We Need to Talk About Securing Your Dogs in the Car



Imagine This Scenario...

You and your 75lb German Shepherd are out on a drive and come up to a stop light. You stop but the car behind you doesn’t stop in time, rear ending you at 25 mph.  Your dog is not secured and given the speed at which the other vehicle is traveling, your dog can be flung forward at a force equal to 40 times their weight. That would be an impact force of nearly 3000 pounds in this instance and could be lethal to your dog, you or anyone else in the vehicle. 


  • 80% of Pet Parents bring their dog in their car at least once a month
  • Only 16% of Pet Parents secure their dog while in the car
  • 29% of Pet Parents admitted to being distracted by their dog while driving

It may feel natural to allow your pet in your lap or to sprawl in the back of your car, but a survey done by AAA and Kurgo found that Pet Parents would become distracted by playing, petting, taking a photo of their dog and more. Being distracted for even 2 seconds can increase your risk of an accident. Restraining your dog while driving can decrease distraction and increase safety. 

What is a restraint?

In this instance, a restraint is a crate, harness/seatbelt combo, a barrier or a booster seat. The goal of a restraint is to prevent your dog from being seriously hurt in the event of a car accident, but not all restraints are created equal. You can use a harness/seatbelt combo for small dogs but they become less effective the larger the dog gets.

What kind of restraints are there?

  • Crate (recommended thick plastic or metal- avoid wire crates in your car)
  • Harnesses securely fastened with a seatbelt 
  • A barrier. These are often seen in police vehicles
  • Booster seat. Not all boosters are created equal. Make sure the booster allows the seat and your dog to be secured.

Benefits of using a restraint

People keep themselves safe in cars by using seat belts. It should be the same for our beloved dogs. By using a crate, harness/seat belt combo, a barrier or booster seat, you are keeping your dog as safe as you are in the car. 

What if I can't afford a restraint?

Not everyone has the extra means right now to afford to buy a restraint and—that's ok. You can teach a “floor” command instead. To do this you would need more than one person. 

  • Lure your dog into the car with a high value treat, keeping them to the floor behind the driver or passenger seat
  • Have the passenger provide treats as they remain on the floor during the drive. 
  • If they attempt to get onto the seat, have the passenger lure them back to the floor until they are safely laying on the floor
  • As they begin to understand what you are asking, add a command to their entrance into the vehicle or if they happen to try to get onto the seat. As an example, “floor” but you can make the command whatever you want.
  • Place a bed or blankets on the floor for comfort as desired.
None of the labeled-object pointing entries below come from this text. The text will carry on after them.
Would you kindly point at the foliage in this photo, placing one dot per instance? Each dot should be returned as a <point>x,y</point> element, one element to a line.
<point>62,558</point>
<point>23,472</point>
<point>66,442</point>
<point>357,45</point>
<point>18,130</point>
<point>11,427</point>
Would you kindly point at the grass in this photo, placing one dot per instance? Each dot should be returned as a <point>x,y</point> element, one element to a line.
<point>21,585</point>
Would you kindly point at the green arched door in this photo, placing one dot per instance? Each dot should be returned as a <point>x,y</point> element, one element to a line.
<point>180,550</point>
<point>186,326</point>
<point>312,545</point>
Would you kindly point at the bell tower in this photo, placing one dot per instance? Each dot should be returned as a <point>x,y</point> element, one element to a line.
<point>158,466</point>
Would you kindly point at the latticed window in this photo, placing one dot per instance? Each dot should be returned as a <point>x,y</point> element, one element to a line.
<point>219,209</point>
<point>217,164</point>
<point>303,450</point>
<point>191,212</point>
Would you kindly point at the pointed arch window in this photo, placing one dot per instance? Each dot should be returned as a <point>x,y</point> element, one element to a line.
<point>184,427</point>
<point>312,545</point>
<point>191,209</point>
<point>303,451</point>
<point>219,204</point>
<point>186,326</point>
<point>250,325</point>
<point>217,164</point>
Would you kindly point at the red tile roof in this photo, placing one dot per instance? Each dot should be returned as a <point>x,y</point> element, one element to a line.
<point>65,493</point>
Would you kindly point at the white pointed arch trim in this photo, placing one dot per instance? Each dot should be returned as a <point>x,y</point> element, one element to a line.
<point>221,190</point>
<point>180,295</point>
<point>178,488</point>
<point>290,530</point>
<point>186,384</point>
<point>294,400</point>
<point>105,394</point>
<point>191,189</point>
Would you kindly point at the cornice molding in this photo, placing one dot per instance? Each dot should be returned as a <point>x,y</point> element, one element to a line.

This is a decent alternative if you do not have the money to spend on a crate or restraint device though a crate would be the best option for almost all dogs. 

In conclusion...

Many people believe that crating a dog is cruel. It is imperative that a dog, like a person, is secured safely within a vehicle. It is the goal of every driver to ensure the safety of themselves and those around them but sadly, accidents do happen.
Training your dog to be able to be crated, belted, have a long downstay on the floor of your vehicle or be safely secured behind a barrier is comparable to you wearing your seatbelt. To prevent further loss of life for animals and people when driving, please secure your pets. Minimizing any distraction you may have while on the road will keep you and the furriest member of your family safe.